Sun Nov 4 11:42:22 CST 2018

Sorry, I didn’t truncate the subject line, it was my mail client.

On 04/11/2018 17:45, Philippe Verdy wrote:
> 
> Note that I actually propose not just one rendering for the
> <combining abbrevaition mark> but two possible variants (that would
> be equally valid withou preference). Use it after any base cluster
> (including with diacritics if needed, like combining underlines).
> 
> - the first one can be to render the previous cluster as superscript
> (very easy to do implement synthetically by any text renderer)
> 
> - the second one can be to render it as an abbreviation dot (also
> very easy to)
> 
> Fonts can provide their own mapping (e.g. to offer alternate glyph
> forms or kerning for the superscript, they can also reuse the leter
> forms used for other existing and encoded superscript letters, or to
> position the abbreviation dot with negative kerning, for example
> after a T), in which case the renderer does not have to synthetize
> the rendering for the sequence combining sequence not mapped in the
> font.
> 
> Allowing this variation from the start will:
> 
> - allow renderers to support it fast (so a rapid adoption for
> encoding texts in humane languages, instead of the few legacy
> superscript letters).
> 
> - allow font designers to develop and provide reasonnable mappings if
> needed (to adjust the position or size of the superscript) in updated
> fonts (no requirement for them to add new glyphs if it's just to map
> the same glyphs used by existing superscript letters)
> 
> - also prohibit the abuse of this mark for every text that one would
> would to write in superscript (these cases can still uses the few
> existing superscript letters/digits/signs that are already encoded),
> so this is not suitable for example for marking mathematical
> exponents (e.g. "x²", if it's encoded as <x,2,combining abbreviation
> mark> could validly be rendered as "x2."): exponents must use the
> superscript (either the already encoded ones, or using external
> styles like in HTML/CSS, or in LaTeX which uses the notation "x^2",
> both as a style, but also some intended semantic of an exponent and
> certainly not the intended semantic of an abbreviation)

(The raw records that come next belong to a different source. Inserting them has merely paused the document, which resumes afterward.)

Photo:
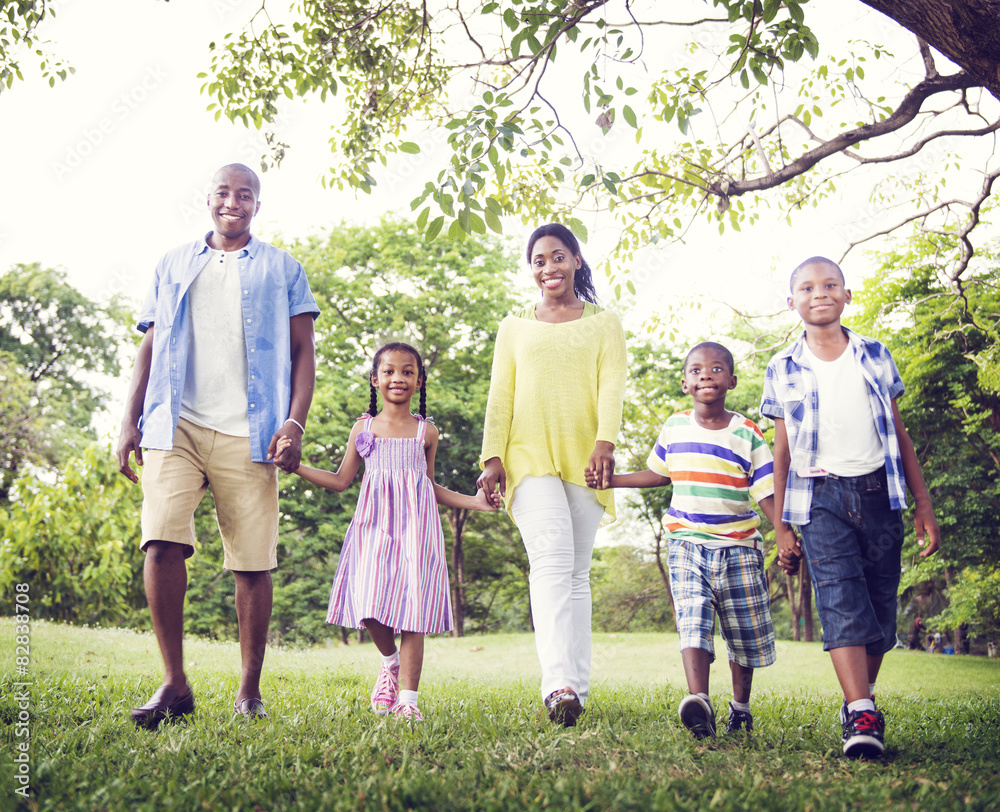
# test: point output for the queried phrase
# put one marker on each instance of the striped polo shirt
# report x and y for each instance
(714, 473)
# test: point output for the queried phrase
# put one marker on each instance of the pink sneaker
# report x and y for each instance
(386, 689)
(408, 711)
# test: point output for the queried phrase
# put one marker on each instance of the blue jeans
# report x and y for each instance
(853, 543)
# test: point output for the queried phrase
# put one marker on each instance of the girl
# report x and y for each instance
(554, 411)
(392, 573)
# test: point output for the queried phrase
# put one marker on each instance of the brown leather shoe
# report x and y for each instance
(161, 706)
(252, 708)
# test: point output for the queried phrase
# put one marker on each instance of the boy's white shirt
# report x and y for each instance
(215, 391)
(848, 446)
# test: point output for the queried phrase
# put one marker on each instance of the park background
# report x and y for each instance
(108, 167)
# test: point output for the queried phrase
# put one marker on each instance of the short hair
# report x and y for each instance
(254, 180)
(813, 261)
(397, 346)
(727, 356)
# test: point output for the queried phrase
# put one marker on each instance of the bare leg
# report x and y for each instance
(165, 577)
(696, 667)
(254, 594)
(382, 636)
(851, 664)
(742, 681)
(874, 665)
(411, 660)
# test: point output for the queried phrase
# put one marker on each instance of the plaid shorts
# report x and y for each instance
(728, 582)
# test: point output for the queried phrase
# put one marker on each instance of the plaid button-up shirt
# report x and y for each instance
(791, 394)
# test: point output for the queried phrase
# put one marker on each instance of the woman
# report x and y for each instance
(554, 412)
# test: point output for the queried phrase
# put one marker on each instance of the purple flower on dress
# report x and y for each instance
(364, 442)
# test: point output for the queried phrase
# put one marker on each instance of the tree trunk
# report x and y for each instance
(805, 601)
(965, 31)
(456, 521)
(793, 605)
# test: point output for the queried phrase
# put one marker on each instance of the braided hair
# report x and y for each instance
(583, 279)
(397, 346)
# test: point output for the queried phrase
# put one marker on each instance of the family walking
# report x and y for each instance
(220, 395)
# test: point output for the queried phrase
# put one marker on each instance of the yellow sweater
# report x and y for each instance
(555, 390)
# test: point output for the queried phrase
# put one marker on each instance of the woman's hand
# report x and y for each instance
(601, 465)
(492, 477)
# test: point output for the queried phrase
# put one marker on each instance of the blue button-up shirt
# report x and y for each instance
(273, 288)
(791, 394)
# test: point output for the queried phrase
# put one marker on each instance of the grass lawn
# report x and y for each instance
(482, 746)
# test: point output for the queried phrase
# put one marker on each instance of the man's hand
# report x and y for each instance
(286, 447)
(601, 466)
(127, 443)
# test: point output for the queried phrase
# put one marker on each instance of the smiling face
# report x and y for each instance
(708, 376)
(233, 203)
(819, 293)
(554, 267)
(398, 376)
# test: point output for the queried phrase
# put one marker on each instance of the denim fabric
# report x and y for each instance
(853, 545)
(274, 288)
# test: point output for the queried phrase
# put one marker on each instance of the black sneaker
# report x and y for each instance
(564, 707)
(864, 734)
(739, 719)
(698, 716)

Unicode always (or in principle) aims at polyvalence, making characters
reusable and repurposable, while the combining abbreviation mark does
not solve the problems around making chemicals better represented in
plain text as seen in the parent thread, for example. I don’t advocate
this use case, as I’m only lobbying for natural languages’ support as
specified in the Standard,* but it shouldn’t be forgotten given there is
some point in not disfavoring chemistry compared to mathematics, that is
already widely favored over chemistry when looking at the symbol blocks,
while chemistry is denied three characters because they are subscript
forms of already encoded letters.

Beyond that, the problem with *COMBINING ABBREVIATION MARK is that it
needs OpenType support to work, while direct encoding of preformatted
superscripts and use as abbreviation indicators for an interoperable
digital representation of natural languages does not.

Best regards,

Marcel
* As already repeatedly stated, I’m taking the one bit where TUS states
that all natural languages shall be given a semantically unambiguous (ie
not introducing new ambiguity) and interoperable digital representation.